Honduras, El Salvador, Paraguay, Ecuador, Bolivia, Nicaragua, Colombia and Panama have invested between 4 and 6%.

"Insufficient Advance"

 

These public health expenditures show a significant variable among the countries and an “insufficient regional advance”, according to the conclusions of the PAHO report, which analyzes the health indicators of 52 countries and territories in the region of the Americas.

The 6% of the GDP is what we estimate as the minimum” said to BBC World Marcos Espinal, Director of the Department of Communicable Diseases and Health Analysis at the PAHO, however only five countries of the region fulfill that.

Even though each country’s situation is different, nations such as the Dominican Republic, Puerto Rico, Haiti and Venezuela present negative numbers, which demonstrate a decrease in GDP investment in healthcare, placing them at 2% and 4%, which is very much below the WHO’s suggestion.

On the subject of liver transplantation specifically, it’s well known that this procedure is considered one of the most expensive and difficult to perform, for these reasons, the provision of programs that offer this surgical alternative for patients that suffer from these pathologies is quite scarce in this region.

We know that, according to data provided on this subject by the World Health Organization, the number of patients that require liver transplants has increased, especially in the pediatric area with an estimated 600 children born each year with liver complications in Latin America and the Caribbean, where one of the most recurring pathologies is biliary atresia.

Due to these countries’ lack of medical institutions with the necessary infrastructure to install a transplant program as well as the economical resources to afford its permanence, only 10% of the patients could have timely access to this type of treatment.

A WHO report states that all countries in Latin America execute kidney transplants and 14 have already carried out heart transplants, while only 12 countries have performed liver transplants so far.

However, when analyzing the rate per million people, it shows that the most active countries are Costa Rica and Puerto Rico, executing over 20 kidney transplants per million people; on the other hand, the majority of the countries had between 5 and 15 transplants executed per million people. Only Chile, Cuba, Uruguay and Colombia performed more than 85% of the transplants with deceased donors, while El Salvador, Dominican Republic, Guatemala and Honduras have only carried out kidney transplants with live donors.

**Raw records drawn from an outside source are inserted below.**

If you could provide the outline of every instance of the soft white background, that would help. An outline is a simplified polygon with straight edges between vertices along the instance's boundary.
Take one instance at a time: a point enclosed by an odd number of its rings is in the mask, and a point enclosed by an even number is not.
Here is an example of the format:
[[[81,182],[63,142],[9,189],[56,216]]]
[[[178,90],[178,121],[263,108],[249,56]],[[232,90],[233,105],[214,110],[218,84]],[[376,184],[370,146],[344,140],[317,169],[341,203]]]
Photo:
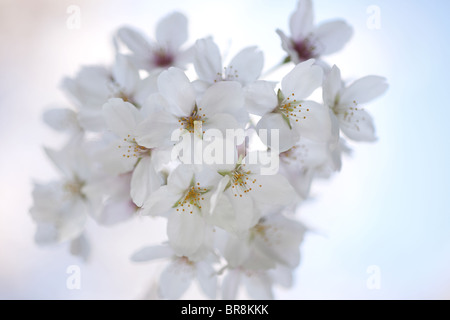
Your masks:
[[[366,109],[376,144],[356,145],[332,180],[317,185],[299,218],[310,225],[295,286],[280,299],[450,298],[449,25],[445,0],[317,0],[317,21],[344,18],[352,42],[329,57],[349,80],[383,75],[389,92]],[[81,8],[81,28],[66,27],[69,5]],[[276,28],[287,31],[295,0],[0,1],[0,298],[135,299],[151,291],[161,265],[133,265],[129,255],[164,239],[159,220],[136,219],[107,229],[89,226],[95,240],[87,264],[62,245],[38,248],[28,215],[32,181],[56,171],[42,146],[61,142],[41,120],[49,106],[67,103],[63,76],[84,64],[112,61],[111,37],[128,24],[149,35],[156,21],[180,10],[190,43],[213,35],[233,54],[258,45],[266,68],[282,57]],[[370,30],[367,8],[381,9]],[[66,268],[79,265],[81,290],[66,288]],[[371,265],[381,289],[366,286]],[[186,297],[202,298],[193,288]]]

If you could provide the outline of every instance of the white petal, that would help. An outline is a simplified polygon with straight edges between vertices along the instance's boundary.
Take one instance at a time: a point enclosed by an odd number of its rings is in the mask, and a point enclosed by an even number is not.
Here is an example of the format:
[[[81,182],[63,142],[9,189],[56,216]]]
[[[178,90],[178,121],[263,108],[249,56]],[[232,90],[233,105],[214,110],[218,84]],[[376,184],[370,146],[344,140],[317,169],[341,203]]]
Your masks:
[[[117,36],[133,53],[140,56],[149,56],[151,46],[139,31],[122,27],[117,32]]]
[[[196,212],[176,211],[169,215],[167,221],[167,236],[169,244],[178,256],[194,254],[205,238],[205,221]]]
[[[272,146],[272,142],[277,142],[275,140],[275,136],[272,135],[272,129],[278,130],[278,149],[279,152],[284,152],[292,148],[297,141],[300,139],[300,134],[298,130],[289,128],[286,121],[283,119],[281,114],[279,113],[268,113],[264,115],[261,120],[259,120],[256,125],[256,129],[258,130],[258,135],[261,137],[260,130],[266,130],[267,132],[267,141],[263,141],[269,147]],[[272,146],[273,148],[273,146]]]
[[[130,58],[122,54],[116,55],[112,68],[114,81],[124,90],[125,94],[133,94],[139,83],[139,72],[131,63]]]
[[[314,30],[314,37],[320,45],[322,55],[341,50],[353,35],[353,28],[343,20],[326,22]]]
[[[314,12],[311,0],[299,0],[297,9],[289,20],[289,28],[294,41],[303,40],[313,28]]]
[[[314,101],[303,101],[298,122],[292,121],[300,135],[313,141],[325,142],[332,138],[330,109]],[[309,111],[308,111],[309,110]]]
[[[375,126],[370,114],[365,110],[349,110],[347,114],[338,114],[342,132],[351,140],[373,142]]]
[[[367,76],[356,80],[342,93],[340,104],[353,106],[354,101],[358,104],[366,103],[378,98],[386,92],[389,85],[386,78],[379,76]]]
[[[44,112],[44,121],[52,129],[68,132],[81,130],[77,121],[77,114],[70,109],[51,109]]]
[[[334,107],[336,98],[338,95],[340,96],[342,87],[341,71],[338,67],[333,66],[323,81],[322,86],[323,101],[327,107]]]
[[[231,72],[232,79],[245,86],[259,78],[263,66],[264,56],[261,50],[257,47],[248,47],[238,52],[230,61],[228,72]]]
[[[194,68],[200,80],[213,83],[222,72],[222,57],[217,44],[211,38],[195,42]]]
[[[277,106],[275,83],[269,81],[256,81],[244,88],[245,107],[248,112],[263,116]]]
[[[239,115],[244,106],[244,92],[238,82],[221,81],[205,91],[198,106],[202,108],[199,113],[206,117],[225,112]]]
[[[179,199],[180,195],[170,192],[167,186],[162,186],[150,195],[139,213],[142,215],[165,216],[173,209],[173,206]]]
[[[313,59],[299,63],[281,80],[281,91],[286,97],[294,94],[293,99],[304,100],[322,85],[323,70],[313,64]]]
[[[91,246],[84,233],[70,242],[70,253],[82,258],[84,261],[89,258]]]
[[[134,133],[140,118],[135,106],[118,98],[103,105],[103,115],[109,129],[119,137]]]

Regarding intestinal transplantation, its has only been executed in trail form in Brazil, Argentina and Mexico because this procedure has not yet been regulated in Latin America.

Combined with this reality, FUNDAHIGADO AMERICA has developed a training program for professional medical staff, aiming to train in the pediatric liver transplantation area and to install autonomous units that provide timely response to an issue that although overlapped by many others, is increasing its number of cases each day, threatening the lives of hundreds of children each year.

This program sums up efforts towards the difficult task of trying to provide timely and quality medical response for patients who require this type of procedures in countries where this alternative does not exist.

Currently Fundahígado America is building positive experiences on this subject in countries such as Venezuela, where for the past 15 years they have implemented their permanent transplantation program, performing over 100 liver transplantations on children and adults so far, it’s the only program of its kind in this nation.